What is (Deep) Reinforcement Learning?

In Reinforcement Learning (RL) an agent learns by trial and error. The agent knows the current state of the environment and takes an action according to a policy. The environment transitions into a new state and responds with the observation of the new state and a scalar reward. The reward represents the usefulness of the action. The goal is to maximize the cumulative reward from taking actions in an environment. In RL it is important to find the right tradeoff between exploration of new territories and exploitation of learned behaviour.

1280px Markov diagram v2svg

Source: commons.wikimedia.org


The agent tries to learn an optimal policy through interaction with the environment. The policy maps actions to states. Another important function is the value function, which calculates the expected future rewards when following the policy. This is used to compare different policies and find the best one. RL uses adaptive algorithms to learn the needed functions.

Additional Information: Reinforcement Learning - wikipedia.org


Deep RL combines deep learning with RL. Neural Networks (NN) are used instead of adaptive algorithms. The policy and value functions are learned by a NN. In some algorithms, like Actor-Critic, several NNs are used to learn the policy and value functions independently.
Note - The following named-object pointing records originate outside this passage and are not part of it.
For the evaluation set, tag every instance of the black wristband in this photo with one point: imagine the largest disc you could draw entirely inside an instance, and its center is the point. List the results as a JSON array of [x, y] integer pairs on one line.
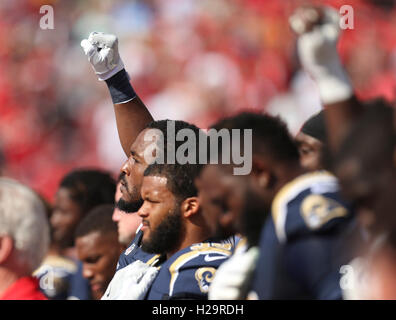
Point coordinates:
[[120, 87]]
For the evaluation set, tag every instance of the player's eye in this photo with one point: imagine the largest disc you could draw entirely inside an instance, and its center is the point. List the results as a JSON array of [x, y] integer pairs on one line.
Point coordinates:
[[92, 259], [220, 204]]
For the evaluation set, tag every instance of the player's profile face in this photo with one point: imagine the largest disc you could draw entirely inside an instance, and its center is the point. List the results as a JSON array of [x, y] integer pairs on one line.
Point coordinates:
[[161, 217], [133, 170], [310, 150]]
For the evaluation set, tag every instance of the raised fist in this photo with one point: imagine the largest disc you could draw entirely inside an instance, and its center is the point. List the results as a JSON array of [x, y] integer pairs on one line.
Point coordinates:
[[318, 31], [102, 52]]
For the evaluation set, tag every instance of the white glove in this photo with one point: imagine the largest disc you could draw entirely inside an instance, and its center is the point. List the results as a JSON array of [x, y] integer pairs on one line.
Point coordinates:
[[102, 52], [317, 48], [232, 279], [131, 282]]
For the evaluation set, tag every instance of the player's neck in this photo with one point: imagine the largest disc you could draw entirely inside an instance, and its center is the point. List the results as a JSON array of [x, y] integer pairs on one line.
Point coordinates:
[[193, 234]]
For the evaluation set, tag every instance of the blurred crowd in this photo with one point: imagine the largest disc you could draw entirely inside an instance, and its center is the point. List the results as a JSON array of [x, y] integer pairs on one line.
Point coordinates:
[[313, 186], [190, 60]]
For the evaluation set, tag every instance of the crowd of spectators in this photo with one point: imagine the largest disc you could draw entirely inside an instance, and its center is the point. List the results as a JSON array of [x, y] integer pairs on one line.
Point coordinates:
[[190, 60]]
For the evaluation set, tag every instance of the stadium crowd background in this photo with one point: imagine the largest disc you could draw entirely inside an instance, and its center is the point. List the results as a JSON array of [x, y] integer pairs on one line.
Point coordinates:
[[190, 60]]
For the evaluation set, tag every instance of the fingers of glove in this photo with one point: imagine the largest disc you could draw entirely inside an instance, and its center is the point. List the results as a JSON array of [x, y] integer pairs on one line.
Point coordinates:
[[308, 19], [304, 19], [103, 40], [88, 48]]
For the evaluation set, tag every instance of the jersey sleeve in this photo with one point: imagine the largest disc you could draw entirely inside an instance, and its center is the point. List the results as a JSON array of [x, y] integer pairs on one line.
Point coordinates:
[[311, 205]]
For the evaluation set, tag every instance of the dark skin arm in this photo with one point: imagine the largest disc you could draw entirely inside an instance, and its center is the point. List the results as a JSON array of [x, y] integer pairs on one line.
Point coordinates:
[[339, 116], [131, 118]]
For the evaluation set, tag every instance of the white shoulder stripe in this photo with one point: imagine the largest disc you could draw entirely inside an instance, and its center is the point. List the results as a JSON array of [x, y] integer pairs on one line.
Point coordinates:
[[318, 182]]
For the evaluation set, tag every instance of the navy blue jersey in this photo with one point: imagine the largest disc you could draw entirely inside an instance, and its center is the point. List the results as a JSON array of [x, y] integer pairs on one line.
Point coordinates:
[[300, 241], [134, 253], [189, 272]]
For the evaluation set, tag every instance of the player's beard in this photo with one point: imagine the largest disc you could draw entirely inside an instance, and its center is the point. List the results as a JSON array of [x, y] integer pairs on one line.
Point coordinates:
[[167, 235], [129, 206]]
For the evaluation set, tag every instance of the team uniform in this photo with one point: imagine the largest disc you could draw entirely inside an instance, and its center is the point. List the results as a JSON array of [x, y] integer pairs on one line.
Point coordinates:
[[301, 247], [189, 272]]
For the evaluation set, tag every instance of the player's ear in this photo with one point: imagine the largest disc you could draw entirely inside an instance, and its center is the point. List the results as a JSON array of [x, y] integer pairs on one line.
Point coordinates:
[[190, 207], [6, 247], [261, 174]]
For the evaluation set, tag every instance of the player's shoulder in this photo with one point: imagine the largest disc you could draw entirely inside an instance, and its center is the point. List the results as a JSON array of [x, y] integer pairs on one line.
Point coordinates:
[[200, 254], [309, 203], [188, 273]]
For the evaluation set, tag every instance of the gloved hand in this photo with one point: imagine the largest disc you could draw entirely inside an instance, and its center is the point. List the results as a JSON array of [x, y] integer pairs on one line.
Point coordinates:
[[318, 31], [102, 52], [232, 278], [131, 282]]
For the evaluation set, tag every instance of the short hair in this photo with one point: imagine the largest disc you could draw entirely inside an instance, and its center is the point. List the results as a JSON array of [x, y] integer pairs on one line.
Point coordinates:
[[89, 187], [269, 134], [180, 177], [23, 217], [99, 219]]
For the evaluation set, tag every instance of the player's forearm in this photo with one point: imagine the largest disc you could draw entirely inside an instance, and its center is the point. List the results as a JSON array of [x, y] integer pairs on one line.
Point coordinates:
[[318, 31], [131, 117], [131, 114]]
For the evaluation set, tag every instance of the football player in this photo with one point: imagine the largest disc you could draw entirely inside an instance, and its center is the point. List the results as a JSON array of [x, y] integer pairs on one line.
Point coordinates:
[[303, 214], [173, 226]]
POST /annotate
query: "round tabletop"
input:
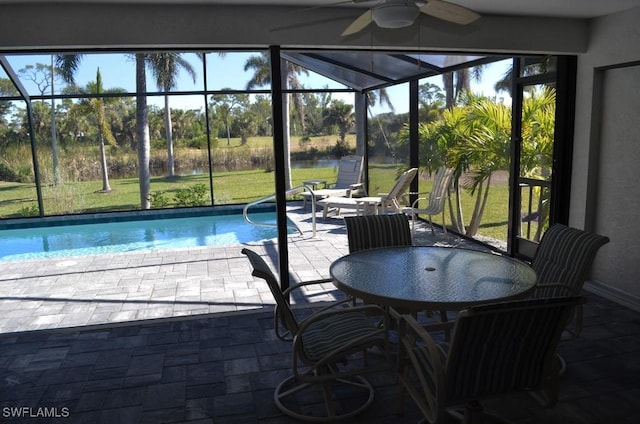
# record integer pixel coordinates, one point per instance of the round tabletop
(431, 278)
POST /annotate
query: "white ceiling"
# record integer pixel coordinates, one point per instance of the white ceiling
(550, 8)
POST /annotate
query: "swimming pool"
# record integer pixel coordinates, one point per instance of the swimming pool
(133, 235)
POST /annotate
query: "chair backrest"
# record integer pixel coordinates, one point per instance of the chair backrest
(349, 171)
(505, 347)
(392, 199)
(440, 190)
(284, 314)
(565, 255)
(372, 231)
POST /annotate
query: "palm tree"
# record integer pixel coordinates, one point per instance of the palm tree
(458, 82)
(142, 131)
(166, 67)
(486, 149)
(261, 67)
(341, 115)
(96, 106)
(68, 65)
(225, 104)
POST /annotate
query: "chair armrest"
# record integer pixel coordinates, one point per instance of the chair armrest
(352, 345)
(574, 325)
(553, 290)
(421, 368)
(303, 284)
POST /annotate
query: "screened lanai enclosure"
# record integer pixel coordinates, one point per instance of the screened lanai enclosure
(85, 132)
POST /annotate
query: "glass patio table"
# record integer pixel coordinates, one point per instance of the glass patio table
(431, 278)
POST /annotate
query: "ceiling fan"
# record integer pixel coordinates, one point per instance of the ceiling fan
(402, 13)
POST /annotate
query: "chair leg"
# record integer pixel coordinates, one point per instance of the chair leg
(321, 395)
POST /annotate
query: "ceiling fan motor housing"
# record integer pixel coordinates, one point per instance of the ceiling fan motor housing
(395, 14)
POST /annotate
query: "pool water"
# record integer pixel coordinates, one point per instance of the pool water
(131, 236)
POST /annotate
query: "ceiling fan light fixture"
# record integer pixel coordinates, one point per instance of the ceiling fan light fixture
(395, 15)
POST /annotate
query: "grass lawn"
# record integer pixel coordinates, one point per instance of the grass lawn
(16, 200)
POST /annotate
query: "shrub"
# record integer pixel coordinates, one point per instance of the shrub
(7, 174)
(192, 196)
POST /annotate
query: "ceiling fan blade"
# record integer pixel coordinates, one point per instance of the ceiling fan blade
(449, 12)
(359, 24)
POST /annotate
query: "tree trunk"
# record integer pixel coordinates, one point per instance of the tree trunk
(144, 143)
(169, 129)
(105, 170)
(449, 90)
(54, 142)
(287, 126)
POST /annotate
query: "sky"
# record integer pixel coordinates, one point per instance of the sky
(118, 71)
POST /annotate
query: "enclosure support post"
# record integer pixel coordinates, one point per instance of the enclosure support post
(279, 156)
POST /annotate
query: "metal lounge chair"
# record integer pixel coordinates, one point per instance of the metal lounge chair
(384, 202)
(321, 344)
(495, 350)
(435, 202)
(348, 182)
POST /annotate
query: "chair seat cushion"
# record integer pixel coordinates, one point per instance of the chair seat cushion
(328, 334)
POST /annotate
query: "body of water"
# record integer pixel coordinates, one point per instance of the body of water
(131, 236)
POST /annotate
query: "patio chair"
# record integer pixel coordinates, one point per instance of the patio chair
(372, 231)
(321, 344)
(348, 182)
(562, 262)
(435, 201)
(384, 202)
(495, 350)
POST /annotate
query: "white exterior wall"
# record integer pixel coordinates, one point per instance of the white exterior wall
(605, 195)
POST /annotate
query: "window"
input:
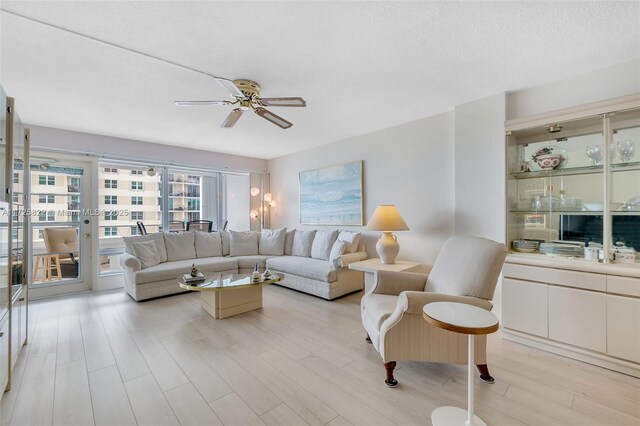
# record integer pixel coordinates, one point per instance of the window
(46, 198)
(47, 216)
(46, 180)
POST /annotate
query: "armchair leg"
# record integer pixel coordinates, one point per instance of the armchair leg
(390, 381)
(484, 373)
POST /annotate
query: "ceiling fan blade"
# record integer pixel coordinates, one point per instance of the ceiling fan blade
(230, 86)
(196, 103)
(232, 118)
(275, 119)
(291, 102)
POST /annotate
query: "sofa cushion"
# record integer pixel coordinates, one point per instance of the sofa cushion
(339, 248)
(158, 237)
(168, 270)
(225, 236)
(288, 242)
(243, 243)
(272, 241)
(352, 238)
(208, 244)
(302, 243)
(314, 269)
(147, 253)
(180, 245)
(322, 244)
(379, 307)
(249, 262)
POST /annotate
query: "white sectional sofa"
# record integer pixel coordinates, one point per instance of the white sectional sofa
(317, 266)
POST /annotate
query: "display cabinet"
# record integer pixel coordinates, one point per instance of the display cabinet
(573, 188)
(571, 283)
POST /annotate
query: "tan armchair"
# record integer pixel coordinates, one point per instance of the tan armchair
(466, 271)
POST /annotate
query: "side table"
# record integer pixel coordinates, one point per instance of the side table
(465, 319)
(371, 266)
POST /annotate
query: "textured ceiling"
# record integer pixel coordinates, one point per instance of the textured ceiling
(361, 66)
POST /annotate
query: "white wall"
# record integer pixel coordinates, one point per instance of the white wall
(135, 150)
(409, 165)
(606, 83)
(479, 168)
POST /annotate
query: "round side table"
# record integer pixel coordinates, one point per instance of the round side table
(465, 319)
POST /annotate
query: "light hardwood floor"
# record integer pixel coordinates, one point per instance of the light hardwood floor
(104, 359)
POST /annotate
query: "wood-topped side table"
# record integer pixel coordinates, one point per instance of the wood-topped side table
(371, 266)
(465, 319)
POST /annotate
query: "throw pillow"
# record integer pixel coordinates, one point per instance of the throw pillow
(302, 242)
(225, 236)
(147, 253)
(322, 244)
(157, 237)
(288, 242)
(352, 238)
(208, 244)
(243, 243)
(180, 245)
(272, 241)
(339, 248)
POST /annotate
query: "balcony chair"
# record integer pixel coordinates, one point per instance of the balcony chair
(141, 228)
(466, 271)
(62, 245)
(200, 225)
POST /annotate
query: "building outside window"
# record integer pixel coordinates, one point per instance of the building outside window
(46, 198)
(110, 215)
(47, 180)
(47, 216)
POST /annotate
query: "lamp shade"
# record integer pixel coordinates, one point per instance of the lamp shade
(387, 218)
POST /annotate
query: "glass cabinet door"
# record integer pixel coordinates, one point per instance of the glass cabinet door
(625, 185)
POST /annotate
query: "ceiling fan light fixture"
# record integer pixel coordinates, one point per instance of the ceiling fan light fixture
(275, 119)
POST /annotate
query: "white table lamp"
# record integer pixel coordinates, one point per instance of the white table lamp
(386, 218)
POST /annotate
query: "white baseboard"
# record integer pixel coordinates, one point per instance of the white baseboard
(595, 358)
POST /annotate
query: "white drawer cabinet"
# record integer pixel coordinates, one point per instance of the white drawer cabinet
(524, 306)
(578, 317)
(623, 327)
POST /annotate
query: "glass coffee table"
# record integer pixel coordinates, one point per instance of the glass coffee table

The largest benefit of Deep RL is that it allows much larger state dimensions than conventional RL.

Additional Information:  Deep Reinforcement Learning - Wikipedia, Actor Critics - The AI Summer


Hexapod RL

The Hexapod RL is distributed across two devices. On the PC runs the deep learning part and a Hexapod environment which remote controls the real Hexapod. On the Hexapod runs a server which provides a continuous sensor stream and accepts movements of the servo motors.



The action space of the Hexapod consists of 18 values between -1.0 and 1.0. These represents the negative or positive movement of the 18 servos of the hexapod. The value is interpreted as the percentage of the step size.





The environment for this application is the Hexapod Environment class. The agent can perform a step with a given action. The Hexapod environment calculates the new servo positions from the action considering the limitations of the leg movements e.g., do not stab yourself. The new servo positions are sent to the Hexapod. The observation and reward are calculated from the continuous sensor stream after the real Hexapod executed the servo movement.


The observation is an array containing the following values:

  • Servo positions (calculated)
  • Accelerometer (x,y,z)
  • Gyroscope (x,y,z)
  • Orientation (roll, pitch, yaw)
  • Height (above ground)

This array of 28 entries is the current state of the environment.


The Hexapod Environment uses parametrizable exponential functions to calculate the reward from the current state. To learn standing up the reward considers height, roll and pitch. Each of the three parameters has its own exponential function. The result of every reward function is multiplied to a single scalar. Further a reward scaling for bad behaviour is used. This is a value between 0.0 and 1.0 multiplied to the reward. Bad behaviours are trying to move a servo beyond its limit or the need for limiting the leg movement to not stab itself. The two images show  an example reward function for the height in millimetres and the roll in radians.

height reward

roll reward










The agent used for the Hexapod is a Twin Delayed Deep Deterministic policy gradient algorithm (TD3) (Fujimoto et al., 2018). TD3 shows excellent performance in the control tasks with continuous action space included in MuJoCo and OpenAI Gym. For this project, the original PyTorch implementation of the paper presenting TD3 was used. TD3 is an improved actor-critic algorithm. It uses two actor and two critic networks for better stability and faster learning. Each of those networks is a simple feed forward  NN. A replay buffer is used to store past experiences. After every action performed, a mini batch of past experiences is used to update the networks.

 Neural network example

 Source: commons.wikimedia.org

At the beginning completely random steps are performed to gain some experience in the environment. Afterwards the agent uses the current observation of the environment to decide the next action. Exploration noise is added at every action, so that the agent tries different actions for the same observation.

Source + Additional Information:

 How does it look in the simulation?



The video of the simulation shows 3000 random steps and 12000 training steps. The agent tries to get the hexapod to stand up but is not yet fully successful. In some scenes can be seen that the Hexapod stabs itself with the legs. This happens in the simulation, because the MuJoCo environment interprets the angle as force. Therefore, a limitation of the angle to prevent this behaviour does not work.

How does it look with the real Hexapod?


The video shows a short training sequence of the Hexapod. At first it performs some random steps. Afterwards it uses observed behaviour and tries to stand up. The result in the video is not ideal, but it clearly shows that the agent is learning.